# COMPETITIVE BODYBUILDING - POWERLIFTING - ATHLETICS & SPORTS > BOXING / FIGHTING / WRESTLING >  Rush vs. The Prodigy

## Tedbear981

ok boys since on ufc 58 Georges St. Pierre will face BJ Penn for the #1 contender spot, I know this is early but who picks who? Sorry boys for this being so early, only ufc fight I have been excited about in a while!

----------


## USfighterFC

i'm just gonna go with penn

----------


## Tedbear981

I like Penn also but he hasnt looked good his past few outings and Rush has looked great...I might have to go with Rush on this one!

----------


## Hunter

I would put my money on Penn over St.Pierre. I dont think St.Pierre has ever dealt with anyone as good at submissions ever. Not to mention Penn has a hell of a chin. I would put money on Hughes over Penn by a decision. I think Pierre will give Hughes alot more trouble and upset him. I think its just the way styles match up. I pick Hughes to retain his belt after he lost it to Penn he became a different fighter. I mean I believe he takes his belt alot more seriously now becouse he did lose it. I think Losing his belt is the best thing that happened to him.

----------


## Panzerfaust

Gsp!

----------


## JJUnleased

GSP wins by decision

----------


## sonar1234

I am a big GSP fan but on this one i will just sit down and enjoy the fight.

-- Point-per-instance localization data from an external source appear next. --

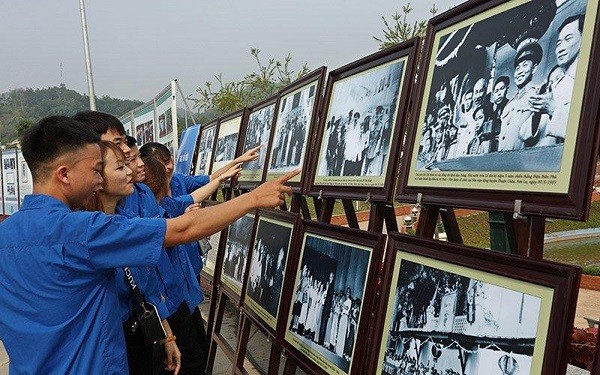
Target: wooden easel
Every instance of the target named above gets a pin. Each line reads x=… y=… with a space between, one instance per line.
x=216 y=338
x=524 y=234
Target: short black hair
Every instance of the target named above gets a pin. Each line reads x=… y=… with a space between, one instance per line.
x=578 y=17
x=100 y=122
x=502 y=79
x=131 y=141
x=52 y=137
x=156 y=149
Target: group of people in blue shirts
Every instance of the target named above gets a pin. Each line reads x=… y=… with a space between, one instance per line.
x=98 y=205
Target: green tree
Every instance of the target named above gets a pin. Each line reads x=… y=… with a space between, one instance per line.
x=23 y=125
x=399 y=29
x=227 y=97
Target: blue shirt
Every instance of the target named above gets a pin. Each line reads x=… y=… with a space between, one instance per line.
x=58 y=301
x=159 y=285
x=182 y=185
x=179 y=255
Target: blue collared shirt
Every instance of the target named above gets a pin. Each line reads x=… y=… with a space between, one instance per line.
x=161 y=285
x=58 y=300
x=181 y=185
x=179 y=255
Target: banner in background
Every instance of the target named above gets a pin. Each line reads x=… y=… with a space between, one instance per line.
x=24 y=178
x=9 y=177
x=155 y=120
x=185 y=156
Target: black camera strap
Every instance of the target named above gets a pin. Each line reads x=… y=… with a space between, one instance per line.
x=129 y=279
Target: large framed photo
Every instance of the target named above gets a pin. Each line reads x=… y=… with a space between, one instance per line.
x=235 y=259
x=331 y=299
x=508 y=108
x=257 y=132
x=451 y=309
x=205 y=147
x=365 y=104
x=226 y=147
x=296 y=115
x=271 y=250
x=211 y=248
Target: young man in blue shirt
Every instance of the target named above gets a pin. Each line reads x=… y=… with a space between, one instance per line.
x=58 y=304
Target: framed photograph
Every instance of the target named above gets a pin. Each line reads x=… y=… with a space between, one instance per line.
x=365 y=103
x=205 y=147
x=329 y=305
x=272 y=245
x=257 y=132
x=211 y=248
x=451 y=309
x=235 y=259
x=296 y=115
x=226 y=147
x=507 y=109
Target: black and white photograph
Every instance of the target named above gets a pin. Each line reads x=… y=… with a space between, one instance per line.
x=10 y=163
x=327 y=301
x=442 y=323
x=359 y=124
x=209 y=247
x=225 y=150
x=226 y=144
x=205 y=150
x=258 y=132
x=292 y=129
x=267 y=267
x=237 y=246
x=501 y=91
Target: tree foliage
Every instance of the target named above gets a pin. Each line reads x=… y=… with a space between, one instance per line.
x=19 y=108
x=399 y=29
x=227 y=97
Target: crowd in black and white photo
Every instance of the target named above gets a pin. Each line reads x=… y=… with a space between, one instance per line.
x=257 y=133
x=325 y=316
x=268 y=265
x=226 y=147
x=289 y=142
x=205 y=150
x=511 y=94
x=236 y=248
x=359 y=127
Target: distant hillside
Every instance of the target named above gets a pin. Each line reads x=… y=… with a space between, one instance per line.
x=30 y=105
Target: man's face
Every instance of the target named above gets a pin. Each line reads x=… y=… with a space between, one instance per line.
x=499 y=92
x=119 y=180
x=524 y=72
x=567 y=45
x=117 y=138
x=479 y=92
x=136 y=164
x=84 y=168
x=468 y=101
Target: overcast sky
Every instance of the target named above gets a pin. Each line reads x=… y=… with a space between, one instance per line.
x=137 y=46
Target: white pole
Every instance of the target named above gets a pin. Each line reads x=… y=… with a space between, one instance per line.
x=88 y=61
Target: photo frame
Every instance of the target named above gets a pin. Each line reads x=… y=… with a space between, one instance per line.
x=236 y=254
x=507 y=109
x=211 y=251
x=329 y=305
x=205 y=148
x=227 y=142
x=272 y=255
x=466 y=308
x=362 y=119
x=257 y=130
x=294 y=127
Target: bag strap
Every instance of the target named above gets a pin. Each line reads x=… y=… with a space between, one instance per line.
x=139 y=297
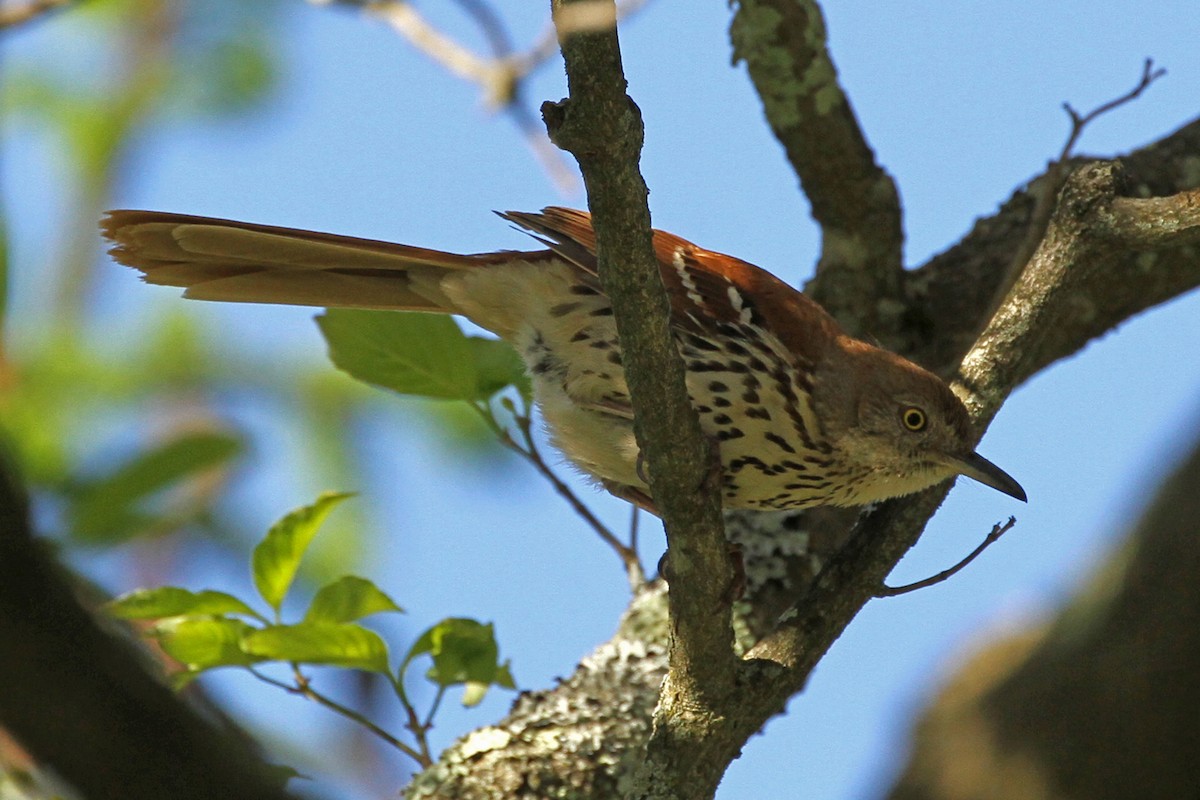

Penn is quit good has well and i dont want to count him out.

----------


## TR'05

Rush is going to own this one I think. Georges is going to take him down with ease and finish him off quickly. PEak condition and too much wretling skill for Penn to handle after a layoff.

----------


## BG

I have to go with GSP on this one, he's at his best right now, I dont think Penn is on top of his game. Cant wait to see it.

----------


## USfighterFC

> Rush is going to own this one I think. Georges is going to take him down with ease and finish him off quickly. PEak condition and too much wretling skill for Penn to handle after a layoff.



The layoff is what makes me think twice about this fight. I dont see GSP finishing off Penn. Ryoto Machida couldnt finish off Penn and he knocked out Rich Franklin and beat Stephan Bonnar not to mention he fought BJ at 215 pounds. Penn is extremely flexible on the ground and he's incredible at BJJ and DOMINATED matt hughes from start to finish. Tough fight for both fighters

----------


## sonar1234

BJ fought a guy at 215 , damn talk about taking on anyone at any weight class how much did he weight 170??? for that fight

----------


## sonar1234

He fought Renzo Gracie last July so its not been a long layoff, i dont know how much Penn trains either when he doesnt fight.

----------


## USfighterFC

> He fought Renzo Gracie last July so its not been a long layoff, i dont know how much Penn trains either when he doesnt fight.



It wasnt really the layoff but I think that with the fight against Renzo it was very lackluster and BJ was tired in the fight and didnt train very hard. Hopefully it doesnt drag into his fight with GSP.

----------


## Panzerfaust

> BJ fought a guy at 215 , damn talk about taking on anyone at any weight class how much did he weight 170??? for that fight



He fought at 185lbs against Rodrigo, Machida, Renzo. I guess we can cut him some slack for the last two lackluster performances as he gonna be dropping 15lbs.

Not to mention if fighting GSP does'nt get you motivated, it would best to pack your bags and quite because GSP has shown he comes in 100% each and every time and has been consistent.

----------


## Tedbear981

If the BJ penn who fought Hughes and Gomi shows up, GSP is owned, If its the penn of his last few fights, GSP!

----------


## Papi93

> If the BJ penn who fought Hughes and Gomi shows up, GSP is owned, If its the penn of his last few fights, GSP!


Agreed.

----------